If you’re looking to buy a home on the cheap, you might have stumbled across a probate sale. But what exactly is a probate sale? Basically it means that the homeowner died without a will bequeathing the house to an heir. In most cases, this means that an estate attorney or representative has to sell the property in order to liquidate the asset and distribute the money to family members—and that can spell a major bargain for you.
Probate sales can be attractive to buyers because they’re often priced below their market value, much like foreclosures. But since a court has to supervise and approve the home’s sale, the process is more complicated—and lengthier—than usual.
Here’s a look at the legal hoops you’ll have to jump through to make a probate sale happen.
How a probate sale works
In a probate sale, the estate attorney or other representative hires a real estate agent to post the listing and sell the home. While buyers may be drawn in by the budget-friendly price, probate homes are not for everyone, starting with the fact that the homes are typically sold as is.

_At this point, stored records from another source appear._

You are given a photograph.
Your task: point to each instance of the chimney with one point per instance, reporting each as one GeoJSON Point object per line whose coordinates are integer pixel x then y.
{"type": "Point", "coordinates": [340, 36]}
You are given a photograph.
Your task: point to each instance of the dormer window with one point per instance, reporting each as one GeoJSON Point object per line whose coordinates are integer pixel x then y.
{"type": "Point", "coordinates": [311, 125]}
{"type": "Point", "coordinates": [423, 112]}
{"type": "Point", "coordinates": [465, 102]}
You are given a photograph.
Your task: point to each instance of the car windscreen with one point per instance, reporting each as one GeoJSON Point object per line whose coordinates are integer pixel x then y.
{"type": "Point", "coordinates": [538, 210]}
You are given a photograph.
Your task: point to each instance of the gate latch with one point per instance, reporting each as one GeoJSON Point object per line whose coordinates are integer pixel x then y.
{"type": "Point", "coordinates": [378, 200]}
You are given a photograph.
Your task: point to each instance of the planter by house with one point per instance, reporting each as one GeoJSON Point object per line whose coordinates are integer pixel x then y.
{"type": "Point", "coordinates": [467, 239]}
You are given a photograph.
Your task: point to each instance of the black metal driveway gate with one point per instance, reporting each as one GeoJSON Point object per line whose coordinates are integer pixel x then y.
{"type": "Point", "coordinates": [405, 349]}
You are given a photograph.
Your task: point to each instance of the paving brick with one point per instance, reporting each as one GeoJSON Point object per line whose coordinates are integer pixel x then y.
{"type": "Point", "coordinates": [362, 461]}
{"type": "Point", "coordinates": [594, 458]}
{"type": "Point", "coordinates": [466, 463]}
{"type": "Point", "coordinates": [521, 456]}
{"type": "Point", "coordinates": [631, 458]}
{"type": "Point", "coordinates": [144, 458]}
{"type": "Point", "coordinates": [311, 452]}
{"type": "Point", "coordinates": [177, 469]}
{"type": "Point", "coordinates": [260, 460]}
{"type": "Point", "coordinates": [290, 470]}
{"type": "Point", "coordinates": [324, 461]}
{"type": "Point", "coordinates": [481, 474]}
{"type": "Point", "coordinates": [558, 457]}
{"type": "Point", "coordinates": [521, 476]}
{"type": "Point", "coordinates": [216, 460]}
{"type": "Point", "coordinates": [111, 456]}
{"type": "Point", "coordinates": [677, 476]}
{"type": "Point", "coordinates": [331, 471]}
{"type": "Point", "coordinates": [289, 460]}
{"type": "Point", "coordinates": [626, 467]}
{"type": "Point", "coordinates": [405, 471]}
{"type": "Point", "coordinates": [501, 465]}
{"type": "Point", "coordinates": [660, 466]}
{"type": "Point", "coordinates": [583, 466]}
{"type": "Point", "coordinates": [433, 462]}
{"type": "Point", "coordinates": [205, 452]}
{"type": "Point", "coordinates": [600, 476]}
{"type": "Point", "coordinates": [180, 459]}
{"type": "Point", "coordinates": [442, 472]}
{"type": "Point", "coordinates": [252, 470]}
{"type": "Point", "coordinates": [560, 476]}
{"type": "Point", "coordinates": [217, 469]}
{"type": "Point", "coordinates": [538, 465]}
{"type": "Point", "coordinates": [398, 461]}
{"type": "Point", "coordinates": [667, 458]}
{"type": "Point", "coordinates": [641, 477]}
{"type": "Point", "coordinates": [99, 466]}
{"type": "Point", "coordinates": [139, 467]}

“Usually the estate doesn’t have an interest in renovating the property, either because of logistics, timing, or available funds,” says Richard Witt, owner of Long Island Cash Home Buyer. So, don’t expect the estate owners to make any repairs before you move in; what you see is what you get. That said, those in the know advise getting a home inspection just to make sure there aren’t major problems that would deter you from moving forward.

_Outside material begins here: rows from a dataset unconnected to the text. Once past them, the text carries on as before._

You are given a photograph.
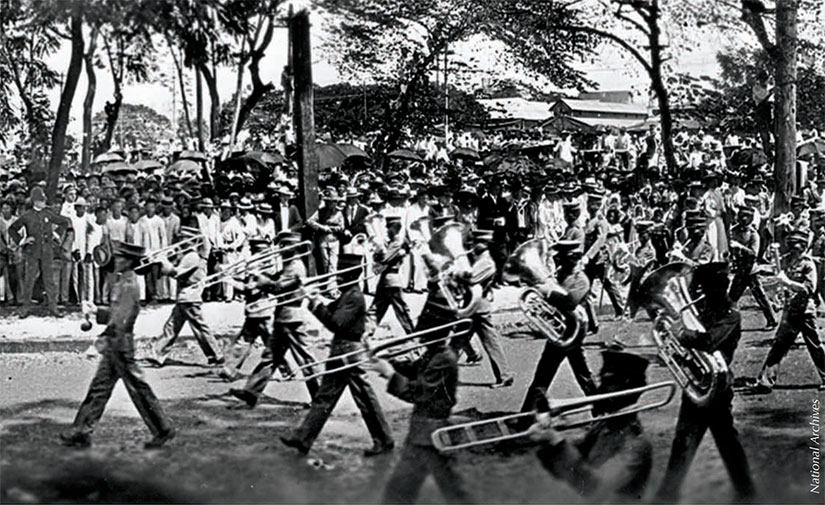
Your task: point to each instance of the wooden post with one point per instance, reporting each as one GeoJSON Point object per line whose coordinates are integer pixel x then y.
{"type": "Point", "coordinates": [785, 106]}
{"type": "Point", "coordinates": [304, 116]}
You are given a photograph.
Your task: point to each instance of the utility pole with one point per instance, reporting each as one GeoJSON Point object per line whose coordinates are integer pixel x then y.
{"type": "Point", "coordinates": [785, 106]}
{"type": "Point", "coordinates": [304, 115]}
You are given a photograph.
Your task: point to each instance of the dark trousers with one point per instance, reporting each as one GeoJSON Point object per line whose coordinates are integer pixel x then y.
{"type": "Point", "coordinates": [43, 268]}
{"type": "Point", "coordinates": [691, 425]}
{"type": "Point", "coordinates": [332, 387]}
{"type": "Point", "coordinates": [546, 369]}
{"type": "Point", "coordinates": [491, 340]}
{"type": "Point", "coordinates": [386, 297]}
{"type": "Point", "coordinates": [114, 366]}
{"type": "Point", "coordinates": [416, 463]}
{"type": "Point", "coordinates": [182, 313]}
{"type": "Point", "coordinates": [737, 288]}
{"type": "Point", "coordinates": [790, 326]}
{"type": "Point", "coordinates": [237, 348]}
{"type": "Point", "coordinates": [597, 271]}
{"type": "Point", "coordinates": [285, 337]}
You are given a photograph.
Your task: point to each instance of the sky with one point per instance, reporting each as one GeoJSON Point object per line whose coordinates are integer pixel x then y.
{"type": "Point", "coordinates": [609, 70]}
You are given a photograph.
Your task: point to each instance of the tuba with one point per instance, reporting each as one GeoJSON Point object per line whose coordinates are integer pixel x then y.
{"type": "Point", "coordinates": [665, 292]}
{"type": "Point", "coordinates": [453, 278]}
{"type": "Point", "coordinates": [527, 266]}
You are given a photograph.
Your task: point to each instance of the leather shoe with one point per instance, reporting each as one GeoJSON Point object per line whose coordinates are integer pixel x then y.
{"type": "Point", "coordinates": [295, 444]}
{"type": "Point", "coordinates": [160, 439]}
{"type": "Point", "coordinates": [74, 439]}
{"type": "Point", "coordinates": [245, 396]}
{"type": "Point", "coordinates": [377, 449]}
{"type": "Point", "coordinates": [505, 382]}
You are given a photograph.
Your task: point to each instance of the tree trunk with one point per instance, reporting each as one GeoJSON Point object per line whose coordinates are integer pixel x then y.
{"type": "Point", "coordinates": [199, 108]}
{"type": "Point", "coordinates": [61, 121]}
{"type": "Point", "coordinates": [179, 70]}
{"type": "Point", "coordinates": [214, 102]}
{"type": "Point", "coordinates": [88, 103]}
{"type": "Point", "coordinates": [785, 106]}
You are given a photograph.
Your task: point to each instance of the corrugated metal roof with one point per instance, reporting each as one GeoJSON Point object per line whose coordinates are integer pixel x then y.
{"type": "Point", "coordinates": [598, 106]}
{"type": "Point", "coordinates": [517, 108]}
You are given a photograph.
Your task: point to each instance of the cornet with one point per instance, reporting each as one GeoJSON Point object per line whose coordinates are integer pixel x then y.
{"type": "Point", "coordinates": [385, 350]}
{"type": "Point", "coordinates": [499, 429]}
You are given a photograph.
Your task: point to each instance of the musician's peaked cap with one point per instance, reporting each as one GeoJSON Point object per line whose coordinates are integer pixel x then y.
{"type": "Point", "coordinates": [349, 261]}
{"type": "Point", "coordinates": [568, 247]}
{"type": "Point", "coordinates": [624, 363]}
{"type": "Point", "coordinates": [127, 250]}
{"type": "Point", "coordinates": [189, 231]}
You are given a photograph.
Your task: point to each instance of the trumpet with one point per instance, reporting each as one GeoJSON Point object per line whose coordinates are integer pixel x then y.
{"type": "Point", "coordinates": [564, 412]}
{"type": "Point", "coordinates": [300, 293]}
{"type": "Point", "coordinates": [178, 248]}
{"type": "Point", "coordinates": [385, 350]}
{"type": "Point", "coordinates": [260, 263]}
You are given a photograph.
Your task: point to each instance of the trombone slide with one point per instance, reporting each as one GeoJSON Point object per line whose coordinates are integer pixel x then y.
{"type": "Point", "coordinates": [384, 350]}
{"type": "Point", "coordinates": [509, 427]}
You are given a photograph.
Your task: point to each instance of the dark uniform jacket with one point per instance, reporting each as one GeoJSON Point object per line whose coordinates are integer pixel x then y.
{"type": "Point", "coordinates": [345, 317]}
{"type": "Point", "coordinates": [121, 316]}
{"type": "Point", "coordinates": [42, 225]}
{"type": "Point", "coordinates": [430, 384]}
{"type": "Point", "coordinates": [611, 464]}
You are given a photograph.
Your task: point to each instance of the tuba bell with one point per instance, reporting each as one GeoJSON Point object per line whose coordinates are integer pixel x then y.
{"type": "Point", "coordinates": [664, 292]}
{"type": "Point", "coordinates": [454, 275]}
{"type": "Point", "coordinates": [527, 267]}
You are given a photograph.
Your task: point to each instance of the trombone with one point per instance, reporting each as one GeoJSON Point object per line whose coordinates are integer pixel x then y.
{"type": "Point", "coordinates": [300, 293]}
{"type": "Point", "coordinates": [385, 350]}
{"type": "Point", "coordinates": [499, 429]}
{"type": "Point", "coordinates": [178, 248]}
{"type": "Point", "coordinates": [259, 263]}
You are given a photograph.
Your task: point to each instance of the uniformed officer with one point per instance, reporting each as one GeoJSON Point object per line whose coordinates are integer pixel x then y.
{"type": "Point", "coordinates": [287, 328]}
{"type": "Point", "coordinates": [346, 318]}
{"type": "Point", "coordinates": [798, 276]}
{"type": "Point", "coordinates": [723, 330]}
{"type": "Point", "coordinates": [565, 292]}
{"type": "Point", "coordinates": [389, 292]}
{"type": "Point", "coordinates": [40, 224]}
{"type": "Point", "coordinates": [612, 462]}
{"type": "Point", "coordinates": [118, 360]}
{"type": "Point", "coordinates": [745, 247]}
{"type": "Point", "coordinates": [191, 269]}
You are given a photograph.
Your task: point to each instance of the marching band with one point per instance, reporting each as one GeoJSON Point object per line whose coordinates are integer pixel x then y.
{"type": "Point", "coordinates": [590, 245]}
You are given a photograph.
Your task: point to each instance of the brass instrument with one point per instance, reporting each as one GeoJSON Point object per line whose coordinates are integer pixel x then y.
{"type": "Point", "coordinates": [300, 293]}
{"type": "Point", "coordinates": [448, 242]}
{"type": "Point", "coordinates": [385, 350]}
{"type": "Point", "coordinates": [262, 262]}
{"type": "Point", "coordinates": [526, 266]}
{"type": "Point", "coordinates": [564, 413]}
{"type": "Point", "coordinates": [176, 249]}
{"type": "Point", "coordinates": [699, 373]}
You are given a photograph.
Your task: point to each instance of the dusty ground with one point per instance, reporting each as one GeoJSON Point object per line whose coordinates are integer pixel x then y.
{"type": "Point", "coordinates": [224, 455]}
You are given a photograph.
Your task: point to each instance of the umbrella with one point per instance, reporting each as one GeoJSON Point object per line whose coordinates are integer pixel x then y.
{"type": "Point", "coordinates": [813, 146]}
{"type": "Point", "coordinates": [748, 157]}
{"type": "Point", "coordinates": [466, 153]}
{"type": "Point", "coordinates": [329, 155]}
{"type": "Point", "coordinates": [147, 165]}
{"type": "Point", "coordinates": [192, 155]}
{"type": "Point", "coordinates": [183, 166]}
{"type": "Point", "coordinates": [352, 151]}
{"type": "Point", "coordinates": [107, 157]}
{"type": "Point", "coordinates": [405, 154]}
{"type": "Point", "coordinates": [119, 167]}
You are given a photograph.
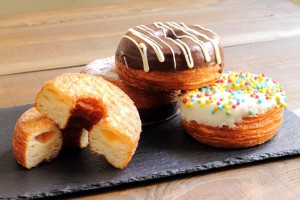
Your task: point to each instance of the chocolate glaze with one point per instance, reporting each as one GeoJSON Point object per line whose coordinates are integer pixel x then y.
{"type": "Point", "coordinates": [130, 55]}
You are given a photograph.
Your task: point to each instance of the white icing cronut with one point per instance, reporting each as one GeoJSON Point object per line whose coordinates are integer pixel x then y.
{"type": "Point", "coordinates": [234, 96]}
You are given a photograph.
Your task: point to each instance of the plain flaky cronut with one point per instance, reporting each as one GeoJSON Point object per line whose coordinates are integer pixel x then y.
{"type": "Point", "coordinates": [98, 106]}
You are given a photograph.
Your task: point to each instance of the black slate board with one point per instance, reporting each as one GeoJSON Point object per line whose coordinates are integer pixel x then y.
{"type": "Point", "coordinates": [164, 150]}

Here’s another difference with probate sales: If you decide to make an offer, that must be accompanied by a deposit totaling 10% of the price of the home. That’s in addition to your down payment, although this deposit can be folded into your down payment if the deal goes through.

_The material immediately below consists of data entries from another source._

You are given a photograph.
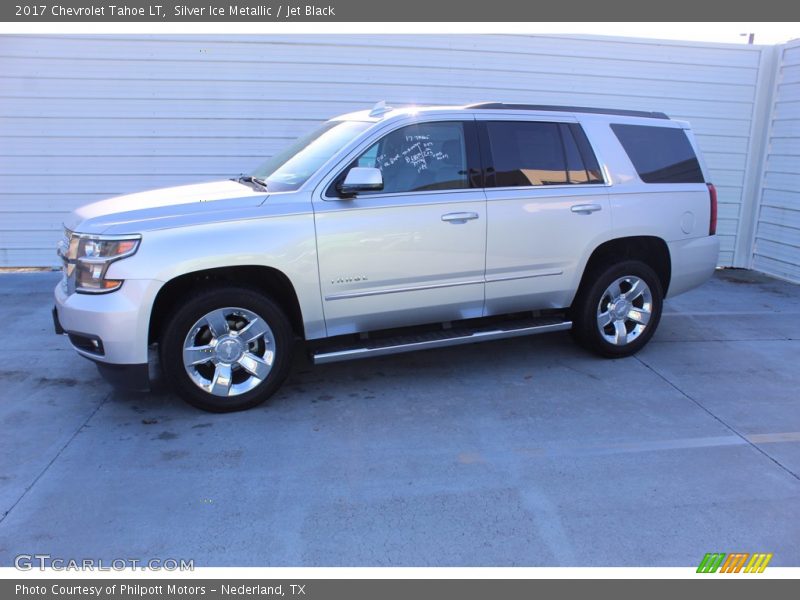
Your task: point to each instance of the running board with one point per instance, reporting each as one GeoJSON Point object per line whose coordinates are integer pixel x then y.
{"type": "Point", "coordinates": [439, 339]}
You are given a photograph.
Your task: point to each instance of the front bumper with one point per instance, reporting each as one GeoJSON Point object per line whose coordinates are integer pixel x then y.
{"type": "Point", "coordinates": [119, 320]}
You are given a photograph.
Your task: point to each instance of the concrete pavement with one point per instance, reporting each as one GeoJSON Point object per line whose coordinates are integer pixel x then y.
{"type": "Point", "coordinates": [519, 452]}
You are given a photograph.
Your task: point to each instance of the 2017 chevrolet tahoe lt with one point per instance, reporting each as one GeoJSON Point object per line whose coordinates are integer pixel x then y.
{"type": "Point", "coordinates": [391, 230]}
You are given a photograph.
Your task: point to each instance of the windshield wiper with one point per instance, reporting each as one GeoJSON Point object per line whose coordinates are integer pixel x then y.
{"type": "Point", "coordinates": [258, 184]}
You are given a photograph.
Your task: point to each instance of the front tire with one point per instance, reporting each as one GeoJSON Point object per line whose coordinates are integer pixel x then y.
{"type": "Point", "coordinates": [618, 309]}
{"type": "Point", "coordinates": [226, 349]}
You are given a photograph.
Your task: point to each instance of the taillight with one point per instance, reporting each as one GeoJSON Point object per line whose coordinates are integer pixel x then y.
{"type": "Point", "coordinates": [712, 224]}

Once your offer is accepted by the estate’s representative, that’s not where the negotiations end. From there, the estate attorney has to petition the court to approve the sale. And as you might expect, courts move at their own pace; expect to wait 30 to 45 days (or even longer) for your day in court when you can claim your home.
Playing the waiting game isn’t the only frustrating aspect of probate sales. In certain states, even as your offer is making its way through the courts, the home can remain listed and be open to other bidders who may be allowed to show up at your hearing and outbid your offer.
“In California, for instance, probate homes typically do go up for auction at the courthouse after the offer comes in,” says David Reiss, research director at the Center for Urban Business Entrepreneurship at Brooklyn Law School. “This builds a lot of uncertainty into the process for the bidder who gets the ball rolling in the first place.” All that said, you also have a right to counteroffer and, even if you do lose out, you should at least get your 10% deposit back.
Should you buy a probate sale?
Bottom line: If you want to buy a home quickly with as few curveballs as humanly possible, probate sales aren’t for you. But if you’re a bargain hunter with vast reserves of patience and flexibility, you may have what it takes to pursue a probate sale and reap the benefits.